El asesinar a seres humanos, sin distinción de género, fue nominado en los antiguos códigos penales con la tipificación común de homicidio, pero con el transcurrir del tiempo los homicidios quedaron en forma exclusiva para el interfecto, es decir, cuando la víctima de la violencia criminal se trata de una persona del género masculino. Después aparecieron los infanticidios, aplicados a los asesinatos de niños que, modernamente, abarca desde el nacimiento hasta cumplirse los 18 años de edad, según conceptos legales de Convenios Internacionales.

Extrañamente, el asesinato de mujeres siguió envuelto dentro del tipo penal del homicidio, que etimológicamente proviene del latín homos, hombre, varón, y cidio, muerte; posiblemente porque en tiempos pasados era muy raro que una mujer fuera asesinada y esta afirmación no es nada hipotética, sino que la basamos en añejas estadísticas criminológicas de varios países europeos y latinoamericanos, así como en la experiencia personal por los años que llevamos sobre la faz de este planeta contaminado.

En épocas pasadas, el respeto a la vida o existencia de las féminas, era casi como un código de honor que se nos enseñaba a los varones desde el seno hogareño en nuestra niñez, a pesar que nos reforzaban un pseudomachismo con aquella famosa frase de que “los hombres no lloran”. Cierto es también que antes se respetaba la vida femenina en gran medida, no podemos olvidar que el violentar la libertad sexual de las mujeres continúa constituyendo, desafortunadamente, una constante negativa en el país, sobre todo en la zona rural. Incluso, la violación de trabajadoras sexuales se consideraba como una falta leve, atentándose contra su dignidad femenina y su igualdad ante la ley. Aún bulle en mi cerebro la frase que solía decirme cierto colega en mi época de profesor, cuando aludía a sus alumnas adolescentes con la frase de “Míralas, ya están buenas para acostarse con ellas”. Ese falso educador acabó, finalmente, envuelto en un resonante escándalo penal. En la actualidad, los muchos delitos contra la libertad sexual de las mujeres, especialmente de menores e incapaces, prevén la imposición de penas graves de cárcel, pero no podemos obviar, también, que esos delitos pueden ser utilizados, con mala fe, para interponer denuncias falsas ante los tribunales, por lo que jueces, fiscales y defensores, deben ser muy cuidadosos en analizarlas exhaustivamente, para no encerrar por largos años a un hombre inocente.

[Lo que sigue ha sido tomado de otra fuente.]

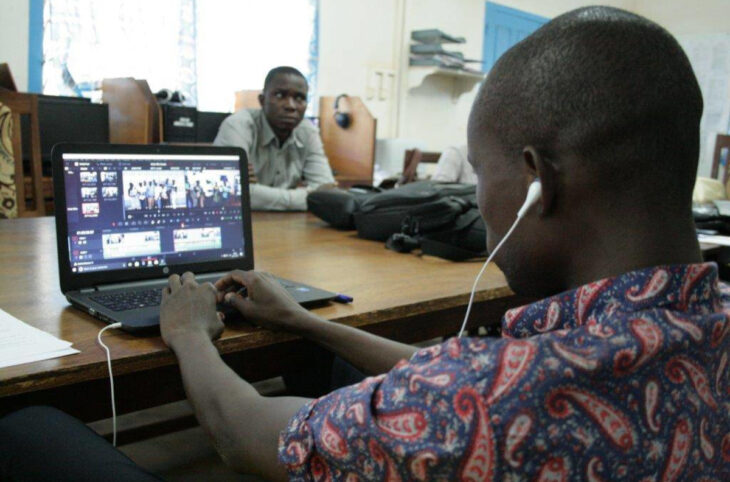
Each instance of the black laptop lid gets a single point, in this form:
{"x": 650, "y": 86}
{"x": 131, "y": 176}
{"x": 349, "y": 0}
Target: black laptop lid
{"x": 129, "y": 213}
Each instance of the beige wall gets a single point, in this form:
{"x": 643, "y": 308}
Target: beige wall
{"x": 14, "y": 19}
{"x": 359, "y": 38}
{"x": 687, "y": 17}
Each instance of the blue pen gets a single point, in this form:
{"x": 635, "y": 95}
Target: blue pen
{"x": 340, "y": 298}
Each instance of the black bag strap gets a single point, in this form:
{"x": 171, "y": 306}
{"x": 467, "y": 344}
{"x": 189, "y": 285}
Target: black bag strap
{"x": 439, "y": 243}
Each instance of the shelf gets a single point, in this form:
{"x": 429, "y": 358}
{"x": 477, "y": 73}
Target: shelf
{"x": 463, "y": 82}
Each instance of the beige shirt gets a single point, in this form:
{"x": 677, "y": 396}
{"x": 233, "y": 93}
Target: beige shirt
{"x": 453, "y": 166}
{"x": 279, "y": 169}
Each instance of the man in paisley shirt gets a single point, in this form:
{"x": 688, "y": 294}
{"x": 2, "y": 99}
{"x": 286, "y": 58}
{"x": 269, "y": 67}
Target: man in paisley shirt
{"x": 619, "y": 373}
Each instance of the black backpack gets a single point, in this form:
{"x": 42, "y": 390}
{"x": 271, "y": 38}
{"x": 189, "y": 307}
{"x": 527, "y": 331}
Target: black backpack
{"x": 439, "y": 218}
{"x": 433, "y": 204}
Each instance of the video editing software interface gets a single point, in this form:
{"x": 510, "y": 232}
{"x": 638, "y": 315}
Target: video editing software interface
{"x": 131, "y": 211}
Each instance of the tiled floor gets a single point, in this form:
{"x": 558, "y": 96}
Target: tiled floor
{"x": 183, "y": 456}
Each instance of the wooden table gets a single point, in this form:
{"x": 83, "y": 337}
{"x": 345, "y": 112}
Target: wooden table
{"x": 401, "y": 296}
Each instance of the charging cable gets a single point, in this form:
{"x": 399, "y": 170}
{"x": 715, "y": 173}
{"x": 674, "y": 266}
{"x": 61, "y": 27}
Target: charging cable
{"x": 533, "y": 195}
{"x": 111, "y": 379}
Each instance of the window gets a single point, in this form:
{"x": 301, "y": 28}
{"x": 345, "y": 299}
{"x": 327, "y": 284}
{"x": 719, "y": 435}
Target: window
{"x": 503, "y": 28}
{"x": 207, "y": 49}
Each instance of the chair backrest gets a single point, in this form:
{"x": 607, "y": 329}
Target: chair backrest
{"x": 412, "y": 159}
{"x": 722, "y": 142}
{"x": 247, "y": 99}
{"x": 350, "y": 151}
{"x": 135, "y": 116}
{"x": 28, "y": 203}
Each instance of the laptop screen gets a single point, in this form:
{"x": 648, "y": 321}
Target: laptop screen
{"x": 132, "y": 211}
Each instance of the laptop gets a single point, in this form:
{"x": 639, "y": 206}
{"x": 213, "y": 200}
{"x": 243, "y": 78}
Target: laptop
{"x": 129, "y": 216}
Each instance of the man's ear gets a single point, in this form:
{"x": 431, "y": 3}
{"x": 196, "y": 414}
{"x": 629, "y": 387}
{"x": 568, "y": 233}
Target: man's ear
{"x": 542, "y": 167}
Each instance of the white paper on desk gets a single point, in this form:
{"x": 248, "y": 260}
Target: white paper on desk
{"x": 21, "y": 343}
{"x": 714, "y": 239}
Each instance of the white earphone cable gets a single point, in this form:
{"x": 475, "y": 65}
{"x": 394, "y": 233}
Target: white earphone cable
{"x": 534, "y": 192}
{"x": 476, "y": 281}
{"x": 111, "y": 379}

Después del conflicto fratricida, fue evidenciándose la merma acelerada de valores cívicos y morales, debido a la desintegración familiar y al deterioro del sistema educativo rural. Decenas de niños fueron desarraigados de sus hogares y jamás volvieron a encontrarse con sus progenitores, ya sea porque éstos huyeron o, infortunadamente, porque murieron en las acciones bélicas. Al concluir la fase bélica, fuimos testigos de que los jóvenes modernos ya no daban asiento a las mujeres en los buses, aunque estuvieran embarazadas, cargaran niños de pecho, llevaran bultos, o si eran ancianas o inválidas. Una vez observé eso y cedí mi puesto a una señora que me dijo: “Gracias a Dios aún quedan caballeros en el país”. Dos mozalbetes, con dibujos malignos tatuados en sus brazos, se rieron y dijeron a coro: “Todavía hay viejos ridículos y pajeros”. Optamos por callarnos, pero lo comenté en mi trabajo y alguien me dijo “cosas peores esperemos para los próximos años”.

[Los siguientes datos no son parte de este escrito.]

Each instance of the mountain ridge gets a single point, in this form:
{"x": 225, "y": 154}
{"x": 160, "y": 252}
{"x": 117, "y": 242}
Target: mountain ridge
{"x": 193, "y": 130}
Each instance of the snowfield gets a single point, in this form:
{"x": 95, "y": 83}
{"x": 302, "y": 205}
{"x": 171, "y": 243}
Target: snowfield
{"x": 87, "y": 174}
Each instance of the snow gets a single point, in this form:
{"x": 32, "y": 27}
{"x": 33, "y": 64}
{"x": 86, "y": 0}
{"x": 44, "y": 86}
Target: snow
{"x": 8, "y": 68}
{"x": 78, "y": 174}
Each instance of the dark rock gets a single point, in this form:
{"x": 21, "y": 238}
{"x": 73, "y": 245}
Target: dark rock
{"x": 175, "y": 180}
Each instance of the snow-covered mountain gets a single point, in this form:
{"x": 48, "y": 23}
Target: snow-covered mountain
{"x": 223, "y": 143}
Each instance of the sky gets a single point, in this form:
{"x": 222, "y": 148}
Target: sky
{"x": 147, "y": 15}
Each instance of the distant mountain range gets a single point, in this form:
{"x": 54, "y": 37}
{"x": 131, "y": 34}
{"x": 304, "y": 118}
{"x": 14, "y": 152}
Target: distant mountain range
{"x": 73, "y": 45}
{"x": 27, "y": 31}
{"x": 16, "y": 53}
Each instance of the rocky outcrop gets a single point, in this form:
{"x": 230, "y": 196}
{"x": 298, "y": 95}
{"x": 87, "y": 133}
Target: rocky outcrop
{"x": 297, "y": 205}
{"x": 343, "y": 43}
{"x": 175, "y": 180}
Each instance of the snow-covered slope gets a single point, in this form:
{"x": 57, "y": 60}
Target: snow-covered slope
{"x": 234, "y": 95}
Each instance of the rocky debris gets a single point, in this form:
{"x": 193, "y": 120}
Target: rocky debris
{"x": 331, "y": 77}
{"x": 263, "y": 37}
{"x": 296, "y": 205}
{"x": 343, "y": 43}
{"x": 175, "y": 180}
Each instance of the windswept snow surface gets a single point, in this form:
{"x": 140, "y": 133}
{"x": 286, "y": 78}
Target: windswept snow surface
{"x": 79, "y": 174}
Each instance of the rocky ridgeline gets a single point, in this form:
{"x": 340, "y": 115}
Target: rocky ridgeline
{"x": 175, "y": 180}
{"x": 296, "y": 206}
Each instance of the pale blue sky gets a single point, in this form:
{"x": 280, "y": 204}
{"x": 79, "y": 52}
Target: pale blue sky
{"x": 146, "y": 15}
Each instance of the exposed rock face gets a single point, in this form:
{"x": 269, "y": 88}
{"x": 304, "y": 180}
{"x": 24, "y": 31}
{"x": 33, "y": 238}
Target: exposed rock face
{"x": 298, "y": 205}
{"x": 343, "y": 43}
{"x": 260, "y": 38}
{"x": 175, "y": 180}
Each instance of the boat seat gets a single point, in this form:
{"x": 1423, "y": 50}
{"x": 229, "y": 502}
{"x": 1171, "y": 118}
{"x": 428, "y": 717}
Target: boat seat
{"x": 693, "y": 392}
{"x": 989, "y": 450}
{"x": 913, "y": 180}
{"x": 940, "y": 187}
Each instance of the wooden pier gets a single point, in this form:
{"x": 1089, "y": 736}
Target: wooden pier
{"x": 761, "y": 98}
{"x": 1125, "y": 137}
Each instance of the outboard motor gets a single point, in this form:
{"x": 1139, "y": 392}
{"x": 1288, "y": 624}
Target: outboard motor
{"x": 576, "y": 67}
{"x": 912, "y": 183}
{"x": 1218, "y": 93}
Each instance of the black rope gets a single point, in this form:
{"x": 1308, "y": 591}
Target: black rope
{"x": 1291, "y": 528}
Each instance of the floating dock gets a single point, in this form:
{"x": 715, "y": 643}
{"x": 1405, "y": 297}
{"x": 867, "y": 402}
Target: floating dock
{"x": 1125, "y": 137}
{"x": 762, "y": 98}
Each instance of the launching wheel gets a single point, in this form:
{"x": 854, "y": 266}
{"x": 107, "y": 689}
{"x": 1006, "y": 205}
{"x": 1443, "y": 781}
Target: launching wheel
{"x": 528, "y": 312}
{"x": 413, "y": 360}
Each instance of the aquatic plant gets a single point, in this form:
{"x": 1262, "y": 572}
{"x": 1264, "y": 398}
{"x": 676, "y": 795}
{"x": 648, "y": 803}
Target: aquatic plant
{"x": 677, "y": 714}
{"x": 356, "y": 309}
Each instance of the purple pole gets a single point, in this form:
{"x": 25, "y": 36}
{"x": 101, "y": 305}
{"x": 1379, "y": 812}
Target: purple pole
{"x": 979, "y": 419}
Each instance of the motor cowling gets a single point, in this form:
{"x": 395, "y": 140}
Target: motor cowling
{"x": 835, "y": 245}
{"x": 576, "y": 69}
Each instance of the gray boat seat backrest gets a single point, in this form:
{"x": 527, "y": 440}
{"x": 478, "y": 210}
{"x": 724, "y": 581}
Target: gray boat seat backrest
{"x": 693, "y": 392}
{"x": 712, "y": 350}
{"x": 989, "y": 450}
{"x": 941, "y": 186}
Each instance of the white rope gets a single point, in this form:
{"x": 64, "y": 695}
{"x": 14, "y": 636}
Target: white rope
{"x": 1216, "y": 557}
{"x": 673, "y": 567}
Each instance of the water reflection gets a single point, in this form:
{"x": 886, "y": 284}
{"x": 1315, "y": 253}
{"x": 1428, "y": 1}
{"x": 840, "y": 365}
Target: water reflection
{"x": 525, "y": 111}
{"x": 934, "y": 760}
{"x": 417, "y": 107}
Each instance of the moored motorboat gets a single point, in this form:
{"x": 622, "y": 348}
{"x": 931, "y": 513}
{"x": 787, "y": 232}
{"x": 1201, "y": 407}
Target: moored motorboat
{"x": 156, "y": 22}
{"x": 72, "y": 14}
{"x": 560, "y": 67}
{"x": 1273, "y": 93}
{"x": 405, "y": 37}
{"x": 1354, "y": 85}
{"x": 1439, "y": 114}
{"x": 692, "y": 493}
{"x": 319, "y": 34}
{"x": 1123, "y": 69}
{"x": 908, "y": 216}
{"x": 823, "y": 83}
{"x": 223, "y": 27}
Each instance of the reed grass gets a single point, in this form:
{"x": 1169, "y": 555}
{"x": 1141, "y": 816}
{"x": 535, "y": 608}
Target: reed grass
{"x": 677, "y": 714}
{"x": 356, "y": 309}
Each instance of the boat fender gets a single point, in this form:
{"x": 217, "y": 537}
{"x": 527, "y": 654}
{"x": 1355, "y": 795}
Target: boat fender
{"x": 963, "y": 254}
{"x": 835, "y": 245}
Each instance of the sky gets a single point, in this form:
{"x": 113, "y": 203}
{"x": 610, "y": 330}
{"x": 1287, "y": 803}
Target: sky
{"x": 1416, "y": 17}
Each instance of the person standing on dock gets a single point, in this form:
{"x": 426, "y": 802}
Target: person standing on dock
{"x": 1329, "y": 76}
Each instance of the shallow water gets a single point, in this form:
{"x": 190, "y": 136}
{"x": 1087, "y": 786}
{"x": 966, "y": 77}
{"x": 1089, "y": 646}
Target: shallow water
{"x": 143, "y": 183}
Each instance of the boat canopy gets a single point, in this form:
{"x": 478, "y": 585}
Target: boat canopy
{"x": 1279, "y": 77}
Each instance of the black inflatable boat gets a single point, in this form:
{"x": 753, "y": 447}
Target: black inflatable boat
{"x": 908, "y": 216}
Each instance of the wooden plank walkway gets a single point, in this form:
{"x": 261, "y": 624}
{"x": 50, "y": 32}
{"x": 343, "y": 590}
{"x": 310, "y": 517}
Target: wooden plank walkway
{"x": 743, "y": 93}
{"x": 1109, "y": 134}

Y “esas cosas peores” llegaron efectivamente. Cierto que unos criminólogos europeos las advirtieron, incluso consignaron sus observaciones en documentos oficiales, pero ni el gobernante de turno, ni los subsiguientes, consideraron la gravedad del cercano fenómeno sociopatológico de la criminalidad dirigida contra la vida de nuestras mujeres, sin distingo de clase, educación o edad. Ese feroz torbellino delincuencial hoy se cobra su sanguinaria cuota de matar o hacer desaparecer una mujer cada nueve horas diarias, o sea, 2.66 % de mujeres por día. Es una tasa

demasiado elevada como para seguir impávidos ante ella. El último hecho, al momento de redactar estas líneas, es el de una anciana de 86 años de edad, comerciante en pequeño, en la ciudad de Arcatao, Chalatenango, a quien asfixiaron con un cincho y después le robaron su pequeño negocio. ¡Combatamos los femicidios y el abuso sexual de menores!